Posted by: aboutalbion | August 24, 2012

DIY religion (5)

The fifth topic in Colin Morris’ list is creativity, which he uses in the sense of a ‘problem-solving mentality’.  And the question for my case is: “Has a nation state (such as the UK) the creativity normally associated with traditional religious organisations?”

Under this heading, Morris discusses the idea that religion engages with the whole human personality.  “Religion is a way of life which unites the intellectual and emotional sides of our nature.  …  Religion is the response of our whole personality to the whole of life.  Through it we grasp what the world is about.” (p59)

Morris argues that a religion needs a ‘problem-solving mentality’ because the integrity of a religion will be tested by ‘the gales of life’.  He has in mind events such as the (first) Christian Council of Nicea in 325 CE which sought to resolve decades of theological argument.

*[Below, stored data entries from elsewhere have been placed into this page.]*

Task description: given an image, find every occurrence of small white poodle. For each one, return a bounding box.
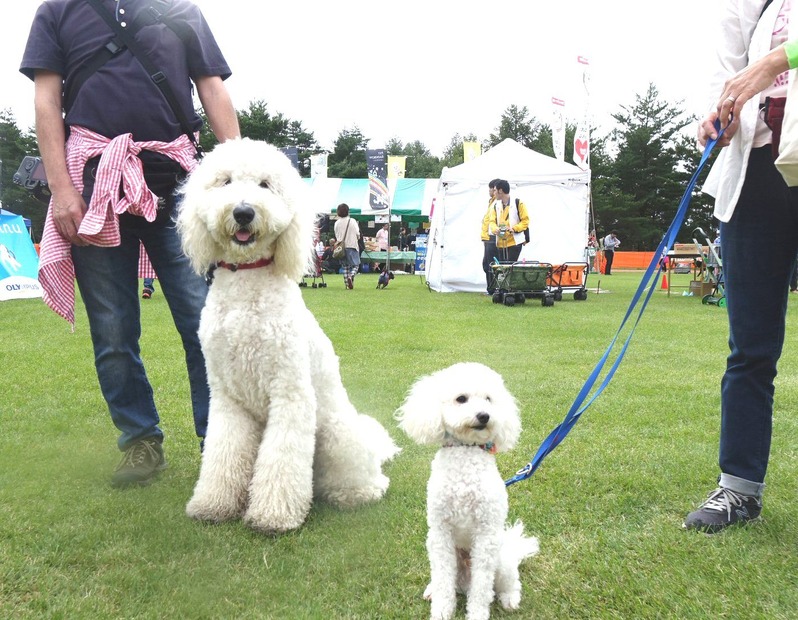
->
[396,362,539,620]
[176,138,399,533]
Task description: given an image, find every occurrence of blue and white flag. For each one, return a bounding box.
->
[0,211,42,301]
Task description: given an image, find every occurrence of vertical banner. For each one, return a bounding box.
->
[310,153,328,178]
[388,155,407,179]
[367,149,389,211]
[572,56,591,170]
[279,146,299,171]
[463,141,481,162]
[414,233,428,274]
[0,212,42,300]
[551,97,566,161]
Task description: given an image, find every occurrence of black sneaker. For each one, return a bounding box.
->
[111,438,167,488]
[683,487,762,533]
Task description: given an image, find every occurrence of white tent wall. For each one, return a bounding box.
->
[426,139,590,293]
[518,182,590,264]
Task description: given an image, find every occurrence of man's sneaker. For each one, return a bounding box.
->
[142,288,154,299]
[111,438,167,488]
[683,487,762,533]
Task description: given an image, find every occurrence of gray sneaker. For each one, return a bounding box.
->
[683,487,762,533]
[111,438,167,488]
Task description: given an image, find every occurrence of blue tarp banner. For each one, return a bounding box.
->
[0,212,42,300]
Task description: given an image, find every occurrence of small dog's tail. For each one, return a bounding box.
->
[500,520,539,571]
[495,520,539,611]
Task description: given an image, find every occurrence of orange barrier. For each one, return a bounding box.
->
[611,251,656,270]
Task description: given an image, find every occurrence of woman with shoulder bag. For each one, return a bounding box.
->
[333,203,362,290]
[685,0,798,533]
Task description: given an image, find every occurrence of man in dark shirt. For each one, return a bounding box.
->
[20,0,240,488]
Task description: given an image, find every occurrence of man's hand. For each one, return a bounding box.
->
[51,187,88,245]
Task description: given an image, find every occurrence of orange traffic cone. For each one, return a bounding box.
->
[661,273,668,290]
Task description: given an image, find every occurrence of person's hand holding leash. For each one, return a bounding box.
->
[699,44,791,147]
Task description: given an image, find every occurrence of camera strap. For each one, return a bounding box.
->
[67,0,202,158]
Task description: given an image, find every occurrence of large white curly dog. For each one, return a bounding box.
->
[177,138,399,533]
[397,363,539,620]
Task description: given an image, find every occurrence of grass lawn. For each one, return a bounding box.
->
[2,269,797,619]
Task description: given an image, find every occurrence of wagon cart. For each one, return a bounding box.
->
[547,262,589,301]
[490,261,555,307]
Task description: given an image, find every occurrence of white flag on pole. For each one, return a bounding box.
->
[551,97,566,161]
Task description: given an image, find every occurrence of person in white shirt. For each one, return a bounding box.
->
[684,0,798,534]
[602,231,620,275]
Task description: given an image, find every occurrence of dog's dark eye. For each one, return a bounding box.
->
[259,180,269,189]
[455,395,468,404]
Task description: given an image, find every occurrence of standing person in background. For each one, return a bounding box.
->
[684,0,797,533]
[602,230,620,275]
[20,0,240,488]
[489,179,529,263]
[398,226,409,251]
[481,178,501,294]
[334,203,362,289]
[376,223,389,251]
[142,277,156,299]
[586,229,598,274]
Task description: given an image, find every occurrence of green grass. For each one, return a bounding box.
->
[2,269,798,619]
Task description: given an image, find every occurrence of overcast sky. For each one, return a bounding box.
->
[2,0,719,157]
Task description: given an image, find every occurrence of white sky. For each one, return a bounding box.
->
[2,0,719,157]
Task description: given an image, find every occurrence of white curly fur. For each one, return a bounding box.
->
[177,138,399,533]
[396,363,539,620]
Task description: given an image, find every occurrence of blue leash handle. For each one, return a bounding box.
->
[505,125,724,486]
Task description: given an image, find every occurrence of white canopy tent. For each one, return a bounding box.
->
[302,177,438,219]
[426,139,591,293]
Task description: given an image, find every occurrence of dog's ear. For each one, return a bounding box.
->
[270,175,314,282]
[489,379,522,453]
[395,373,446,445]
[176,172,217,274]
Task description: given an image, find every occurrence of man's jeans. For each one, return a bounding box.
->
[72,207,209,450]
[719,147,798,491]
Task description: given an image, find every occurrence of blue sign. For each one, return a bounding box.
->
[0,212,42,300]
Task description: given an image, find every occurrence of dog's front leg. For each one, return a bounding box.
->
[427,525,458,620]
[465,531,502,620]
[187,393,261,522]
[243,381,317,533]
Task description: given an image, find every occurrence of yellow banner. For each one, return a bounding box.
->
[463,141,481,162]
[388,156,406,179]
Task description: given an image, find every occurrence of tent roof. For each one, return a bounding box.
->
[440,138,589,186]
[302,177,437,218]
[0,208,31,228]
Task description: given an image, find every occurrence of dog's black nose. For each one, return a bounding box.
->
[233,203,255,225]
[476,413,490,425]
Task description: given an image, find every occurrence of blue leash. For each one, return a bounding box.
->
[505,125,724,486]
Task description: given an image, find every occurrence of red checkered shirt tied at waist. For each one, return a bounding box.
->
[38,126,199,325]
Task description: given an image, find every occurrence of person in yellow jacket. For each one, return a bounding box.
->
[480,178,501,293]
[488,179,530,262]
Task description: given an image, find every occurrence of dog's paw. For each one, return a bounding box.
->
[498,590,521,611]
[185,497,243,523]
[423,582,432,601]
[242,505,307,534]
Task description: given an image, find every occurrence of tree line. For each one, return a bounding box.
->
[0,82,716,250]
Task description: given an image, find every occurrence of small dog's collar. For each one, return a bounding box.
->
[217,258,273,271]
[442,436,497,454]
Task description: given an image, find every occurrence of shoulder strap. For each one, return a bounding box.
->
[760,0,774,18]
[67,1,178,112]
[78,0,202,156]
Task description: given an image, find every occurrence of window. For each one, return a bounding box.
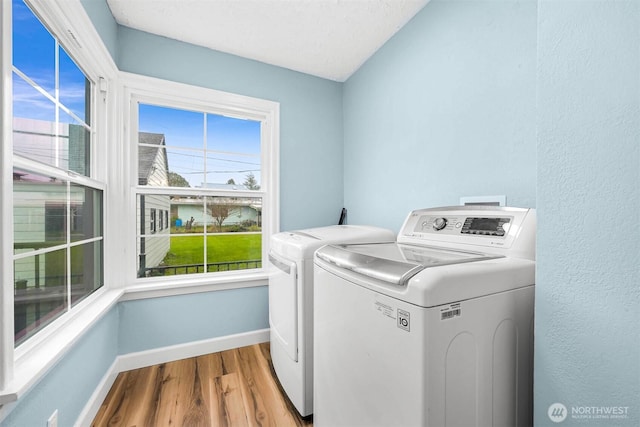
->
[10,0,104,347]
[124,75,279,282]
[150,208,157,233]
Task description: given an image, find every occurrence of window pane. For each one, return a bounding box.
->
[14,249,68,346]
[205,152,260,190]
[137,194,174,277]
[139,104,204,150]
[59,47,90,125]
[13,78,90,175]
[206,115,261,188]
[167,147,203,188]
[70,240,103,306]
[137,194,175,235]
[206,234,262,272]
[70,184,102,242]
[12,0,55,96]
[203,195,262,274]
[139,235,204,277]
[138,104,205,188]
[13,117,61,169]
[138,141,206,188]
[12,72,55,122]
[207,196,262,232]
[14,170,67,254]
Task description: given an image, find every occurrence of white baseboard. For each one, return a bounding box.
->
[75,358,120,427]
[75,328,270,427]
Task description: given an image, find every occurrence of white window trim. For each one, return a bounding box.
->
[0,0,118,410]
[0,0,15,395]
[120,72,280,295]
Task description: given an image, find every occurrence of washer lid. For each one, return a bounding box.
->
[316,242,501,286]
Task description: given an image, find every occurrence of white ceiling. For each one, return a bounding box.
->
[106,0,430,82]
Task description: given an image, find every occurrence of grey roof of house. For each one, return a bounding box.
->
[138,132,167,184]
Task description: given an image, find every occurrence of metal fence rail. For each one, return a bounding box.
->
[144,259,262,276]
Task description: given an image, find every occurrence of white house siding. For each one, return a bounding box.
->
[146,147,168,187]
[137,194,171,272]
[137,135,171,274]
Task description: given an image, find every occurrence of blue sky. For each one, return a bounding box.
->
[12,0,88,124]
[12,0,261,188]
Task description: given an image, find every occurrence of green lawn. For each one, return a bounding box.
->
[161,233,262,267]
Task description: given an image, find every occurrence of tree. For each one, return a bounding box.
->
[210,199,239,232]
[227,178,236,185]
[243,172,260,190]
[168,171,190,187]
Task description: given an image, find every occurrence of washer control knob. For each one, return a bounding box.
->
[433,217,448,231]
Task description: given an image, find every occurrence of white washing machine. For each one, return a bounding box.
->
[268,224,395,416]
[314,206,536,427]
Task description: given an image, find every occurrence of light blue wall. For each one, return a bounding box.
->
[1,308,119,427]
[118,287,269,354]
[343,0,537,231]
[118,27,344,232]
[535,1,640,426]
[80,0,119,60]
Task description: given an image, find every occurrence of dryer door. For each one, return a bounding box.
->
[268,252,298,362]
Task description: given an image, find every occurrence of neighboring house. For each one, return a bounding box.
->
[137,132,171,276]
[172,196,261,229]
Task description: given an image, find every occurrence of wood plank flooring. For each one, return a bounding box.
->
[92,342,313,427]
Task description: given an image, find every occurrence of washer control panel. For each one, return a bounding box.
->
[415,215,511,237]
[460,217,510,236]
[398,206,536,257]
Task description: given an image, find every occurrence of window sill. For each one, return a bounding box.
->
[0,288,122,407]
[121,270,269,301]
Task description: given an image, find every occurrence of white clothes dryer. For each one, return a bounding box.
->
[314,206,536,427]
[268,225,394,416]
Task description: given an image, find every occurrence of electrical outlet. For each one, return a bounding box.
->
[47,410,58,427]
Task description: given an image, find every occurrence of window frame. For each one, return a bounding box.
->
[121,72,280,290]
[0,0,118,405]
[10,0,106,340]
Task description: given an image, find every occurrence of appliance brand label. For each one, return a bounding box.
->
[397,309,410,332]
[440,303,461,320]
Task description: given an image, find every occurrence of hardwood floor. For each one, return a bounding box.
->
[92,342,313,427]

As I see it, the integrity of a nation state is also tested by ‘the gales of life’.  For the UK, a significant time of acute testing occurred towards the end of the seventeenth century.  The ‘problem-solving mentality’ of those with power engineered what came to be known as the ‘Revolution of 1688’, or the ‘Bloodless Revolution’, or the ‘Glorious Revolution’, or the ‘War of the English Succession’.  This creative ‘solution’ curtailed the idea of ‘the divine right of Kings’ and advanced the idea of the ‘Supremacy of Parliament’, and this creative ‘solution’ has been accepted and developed by UK citizens to the present day.  ‘The law is King’ is the basis of the ‘rule of law’ in the UK.

So, in short, I find that a nation state (such as the UK) has in principle the creative problem solving capacity to be a religion.

[Morris, Colin (1992) Start Your Own Religion.  London: BBC Books.]